Свободной рукой она вырвала у меня бювар с немецким контрактом и не глядя сунула его в обширную прореху свитера, плотно зафиксировав добычу между вязаным полотном и тельняшкой.
– Послушайте, уважаемые! – возмутилась я (не опуская, впрочем, поднятых рук). – Верните бювар, он вам не нужен! Это мое, отдайте, я вам денег дам!
– Пошла на хген шо швоими бабками! – дефективный огрызнулся и взмахнул ножом, вынудив нас с Васей попятиться. – Мы люди швободные и чештные, нам чужого не надо, но и наше не тгонь!
– Давай, давай свои деньги! – одобрила меня его боевая подруга. – Ты че, Картавый? Сама дает, зачем отказываться?

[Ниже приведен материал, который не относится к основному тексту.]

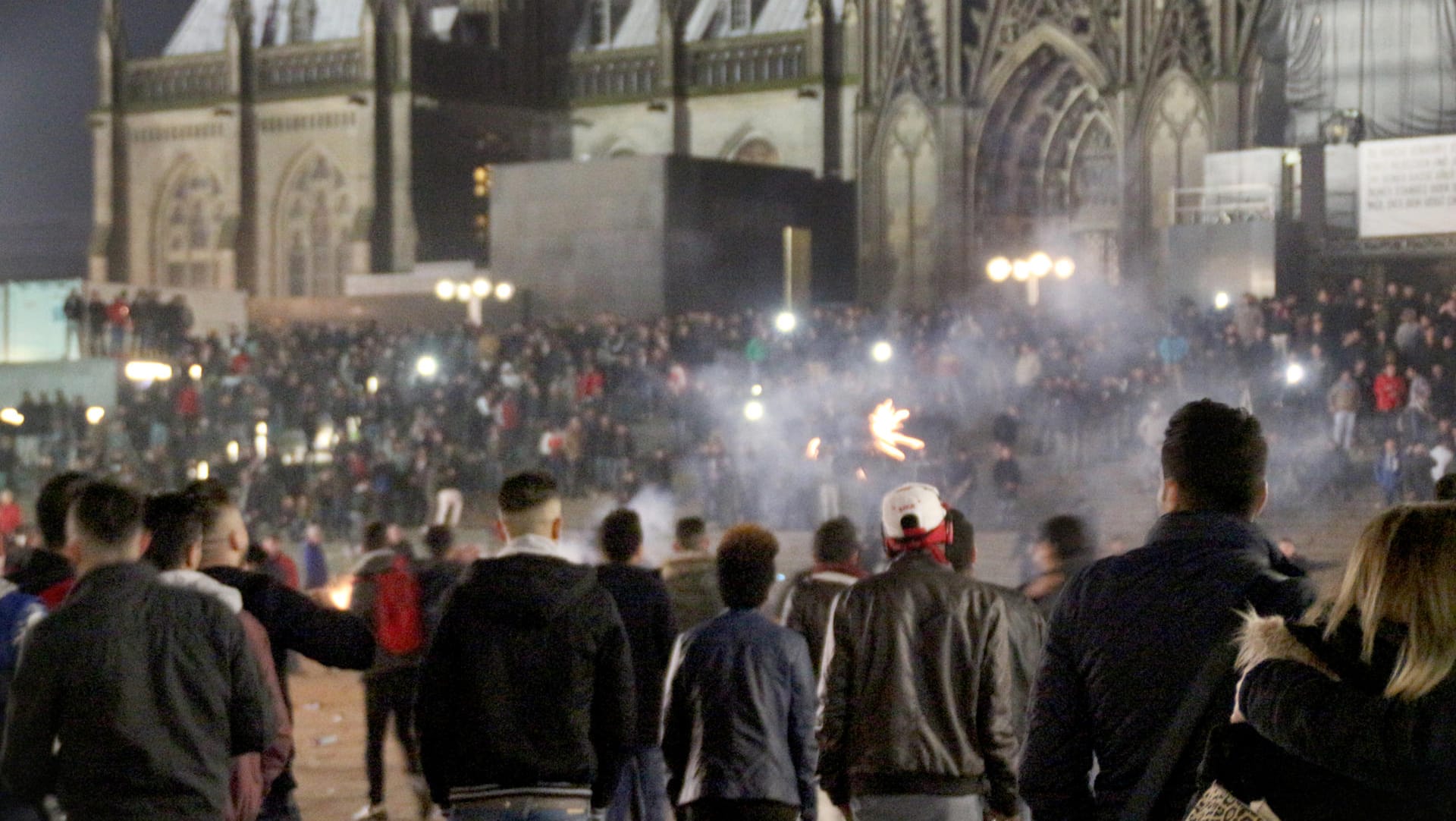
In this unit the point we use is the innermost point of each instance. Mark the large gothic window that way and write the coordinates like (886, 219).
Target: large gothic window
(313, 231)
(1177, 144)
(188, 229)
(912, 174)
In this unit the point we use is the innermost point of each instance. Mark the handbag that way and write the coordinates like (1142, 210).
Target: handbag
(1218, 804)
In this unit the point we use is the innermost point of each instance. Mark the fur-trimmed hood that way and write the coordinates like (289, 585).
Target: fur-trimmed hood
(1269, 638)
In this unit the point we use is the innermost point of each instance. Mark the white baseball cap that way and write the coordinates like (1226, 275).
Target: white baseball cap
(916, 501)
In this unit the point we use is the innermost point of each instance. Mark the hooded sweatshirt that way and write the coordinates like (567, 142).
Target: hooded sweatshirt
(528, 686)
(253, 773)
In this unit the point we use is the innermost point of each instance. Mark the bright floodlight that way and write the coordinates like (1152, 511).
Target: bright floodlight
(147, 372)
(1040, 264)
(998, 269)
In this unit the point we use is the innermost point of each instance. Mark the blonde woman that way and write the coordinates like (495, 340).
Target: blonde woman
(1351, 713)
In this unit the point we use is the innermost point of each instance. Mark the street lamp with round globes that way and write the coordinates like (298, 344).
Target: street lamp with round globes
(998, 269)
(1040, 264)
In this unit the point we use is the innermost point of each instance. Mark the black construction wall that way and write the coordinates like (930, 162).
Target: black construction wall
(648, 234)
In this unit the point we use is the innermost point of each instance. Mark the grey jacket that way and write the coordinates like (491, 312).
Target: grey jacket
(130, 699)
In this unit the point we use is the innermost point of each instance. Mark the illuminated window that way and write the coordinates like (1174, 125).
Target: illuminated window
(315, 223)
(188, 229)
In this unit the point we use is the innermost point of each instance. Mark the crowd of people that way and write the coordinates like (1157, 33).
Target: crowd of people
(1196, 678)
(344, 426)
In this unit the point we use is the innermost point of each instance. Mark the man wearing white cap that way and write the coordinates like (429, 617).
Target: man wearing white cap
(916, 712)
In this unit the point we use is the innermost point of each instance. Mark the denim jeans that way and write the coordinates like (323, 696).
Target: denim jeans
(918, 807)
(642, 788)
(526, 813)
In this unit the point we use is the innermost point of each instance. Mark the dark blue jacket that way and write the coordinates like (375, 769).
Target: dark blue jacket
(739, 722)
(648, 619)
(1128, 640)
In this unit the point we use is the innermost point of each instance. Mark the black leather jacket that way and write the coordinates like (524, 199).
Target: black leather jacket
(739, 718)
(916, 697)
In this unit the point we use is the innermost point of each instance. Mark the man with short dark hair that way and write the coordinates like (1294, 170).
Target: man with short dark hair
(526, 696)
(47, 574)
(388, 599)
(174, 527)
(1025, 626)
(811, 596)
(1133, 634)
(438, 574)
(739, 722)
(648, 619)
(918, 711)
(293, 621)
(131, 697)
(692, 575)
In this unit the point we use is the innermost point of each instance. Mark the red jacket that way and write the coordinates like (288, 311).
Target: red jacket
(1389, 393)
(11, 518)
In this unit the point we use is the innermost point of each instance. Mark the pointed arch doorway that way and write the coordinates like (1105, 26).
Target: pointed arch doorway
(1047, 171)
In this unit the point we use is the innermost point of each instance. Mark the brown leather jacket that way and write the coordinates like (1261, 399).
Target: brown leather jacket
(918, 694)
(253, 773)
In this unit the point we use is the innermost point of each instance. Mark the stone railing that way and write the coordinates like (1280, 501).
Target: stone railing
(712, 66)
(293, 68)
(613, 74)
(172, 80)
(742, 61)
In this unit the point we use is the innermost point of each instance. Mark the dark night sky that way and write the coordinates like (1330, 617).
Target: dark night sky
(47, 88)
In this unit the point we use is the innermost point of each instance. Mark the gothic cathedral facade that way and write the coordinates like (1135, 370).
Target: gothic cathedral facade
(281, 146)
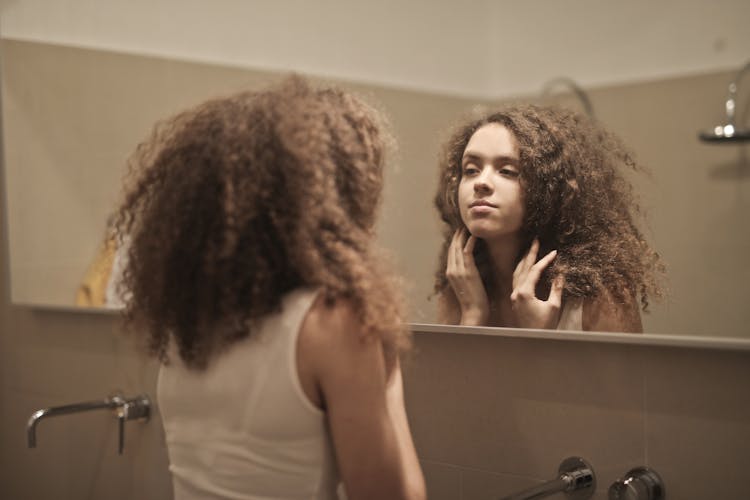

– Тю, дуга! – беззубый сплюнул сразу тремя струйками. – Шама дашт, шама и в ментовку побежит!
– Сразу не побежит, а потом поздно будет, – успокоила его подруга, вытягивая из кармана замусоленную бечеву. – А ну, геть вниз!
Оступаясь на камешках, мы с Васей спустились с насыпи на плантацию ровных, как на подбор, сосенок.
– Зря вы им про деньги сказали, не поможет это, – беззлобно попенял мне Василий. – Только хуже будет: теперь вам ни денег, ни документов не вернуть! Я эту публику знаю, они ваши тыщи пропьют точно так же, как свою совесть!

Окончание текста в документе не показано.